How Spinnin’ Records Listens To Demos That Get Signed in the Streaming Era
Spinnin’ Records arrives at Winter Music Conference 2026 as one of the most established names in dance music, and its presence at the new A&R Pop-Up Lounge gives badge holders direct access to a label with a long track record of signing records that move from club play into wide release.
Founded in 1999 and now operating within Warner Music Group, the Amsterdam-based company has spent more than two decades building a catalog that connects mainstream reach with dance-floor utility. That history gives this session extra weight, because artists walking into the room are not pitching into a vacuum. They are stepping in front of a team that works at scale and still has to make fast, practical decisions about what deserves attention.
That is part of what makes this conversation with Senior A&R Manager Frederick Pranger so important ahead of March 25. The A&R Pop-Up Lounge is built as a face-to-face meeting point where artists can hand over USB demos, meet label teams directly, and start real conversations with the people making signing decisions.
For Spinnin’, that process now sits at the intersection of instinct, artist development, market response, and data.

What comes through in our chat is that Spinnin’ is still thinking beyond one track.
A strong record matters, although the larger question is what kind of artist sits behind it, what other music they have in reserve, and how ready they are for the kind of relationship a label wants to build over time. Branding, personal connection, and a clear sense of direction all come into play alongside the music itself.
For producers planning to attend the Spinnin’ Records session at WMC, this gives a much clearer picture of what the team is actually listening for when the first few seconds of a demo start to play.
Interview With Frederick Pranger

Spinnin’ sees a huge volume of demos through Talent Pool. What helps a track get noticed quickly when you’re looking over that many submissions?
To answer your question, it is necessary to provide some context of what has happened in the current markets.
So-called “Data A&R’ing” has caught up with “traditional” A&R’ing, as artists now have tools to self-distribute and test the market. Because of that development, the market will do a lot of the curating, which has us look at data more than ever before.

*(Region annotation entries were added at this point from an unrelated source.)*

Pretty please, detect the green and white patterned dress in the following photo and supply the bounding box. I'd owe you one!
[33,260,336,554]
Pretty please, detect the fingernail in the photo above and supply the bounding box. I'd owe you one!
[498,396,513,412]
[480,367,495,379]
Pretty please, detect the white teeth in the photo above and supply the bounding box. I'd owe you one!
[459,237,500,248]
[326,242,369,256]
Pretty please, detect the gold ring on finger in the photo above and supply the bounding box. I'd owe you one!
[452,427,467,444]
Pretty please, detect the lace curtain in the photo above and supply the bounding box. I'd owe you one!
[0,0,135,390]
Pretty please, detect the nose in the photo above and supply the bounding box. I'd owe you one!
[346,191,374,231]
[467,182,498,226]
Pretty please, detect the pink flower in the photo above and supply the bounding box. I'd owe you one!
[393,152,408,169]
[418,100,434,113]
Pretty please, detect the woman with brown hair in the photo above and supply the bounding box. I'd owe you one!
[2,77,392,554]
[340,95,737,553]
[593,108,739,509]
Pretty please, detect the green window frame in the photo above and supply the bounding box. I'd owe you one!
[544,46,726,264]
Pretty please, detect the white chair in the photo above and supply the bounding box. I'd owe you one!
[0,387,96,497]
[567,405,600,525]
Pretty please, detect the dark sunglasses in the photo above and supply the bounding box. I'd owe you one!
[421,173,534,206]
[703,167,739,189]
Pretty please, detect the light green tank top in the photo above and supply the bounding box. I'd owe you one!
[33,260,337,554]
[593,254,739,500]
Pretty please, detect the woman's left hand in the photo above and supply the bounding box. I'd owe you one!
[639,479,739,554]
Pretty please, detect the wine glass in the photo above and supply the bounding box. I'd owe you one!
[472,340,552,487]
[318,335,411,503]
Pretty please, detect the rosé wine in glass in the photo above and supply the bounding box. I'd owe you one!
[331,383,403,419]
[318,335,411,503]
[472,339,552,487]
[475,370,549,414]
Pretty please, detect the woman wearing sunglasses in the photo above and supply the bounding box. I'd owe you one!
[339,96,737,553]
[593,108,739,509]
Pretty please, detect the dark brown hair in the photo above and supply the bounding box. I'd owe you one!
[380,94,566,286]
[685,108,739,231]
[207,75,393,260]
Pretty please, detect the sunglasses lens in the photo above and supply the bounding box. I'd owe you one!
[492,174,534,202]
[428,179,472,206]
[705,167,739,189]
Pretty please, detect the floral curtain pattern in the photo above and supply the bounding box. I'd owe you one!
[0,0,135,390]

It is a certainty that labels will find you if a track gains enough traction on the platforms, which works very differently from before. Like all majors, we built a data tool that allows us to track data on a specific record, and based on that we decide to sign the artist or not.
I emphasize “artist”, as Spinnin’ always focuses on artists first.
Even in today’s fast-changing landscape, we aim to sign artist propositions that we can develop into fully developed global artists.
When a record hits your desk, what makes it feel like a Spinnin release instead of a copy of what already works?
We try to embody what the listener is looking for – and even that is difficult as every market wants something else – and if the record in front of us can appeal to enough markets to make it a hit.
This appeal can have many shapes, from traction on social media to a specific sound that is not yet out there. We always try to push not only the commercial market, but also the club market forward with our music.
What tells you an artist has the chops in the studio to hopefully deliver a follow-up release once you’ve signed a single or an EP?
We try to listen to as much of the artist’s music as is available to us, which also allows us to feed the artist ideas or songs from our side that could work.
Based on that, we can easily determine whether our team matches with the artist on a personal level. It really is a personal relationship you have with an artist, so if that personal connection is there, that is the essential foundation for a longer partnership. I see it as our task to mentor the artist into making more right than wrong decisions, and to do that, we need to have that honest back-and-forth with our artists.
Once you love a demo, how important is artist branding next to the track itself?
We can assist in that with the fantastic marketing and social team, but a strong branding foundation that an artist can build by themselves is invaluable.
Then again, we acknowledge that this is also very difficult to do while being in the studio or on tour full-time.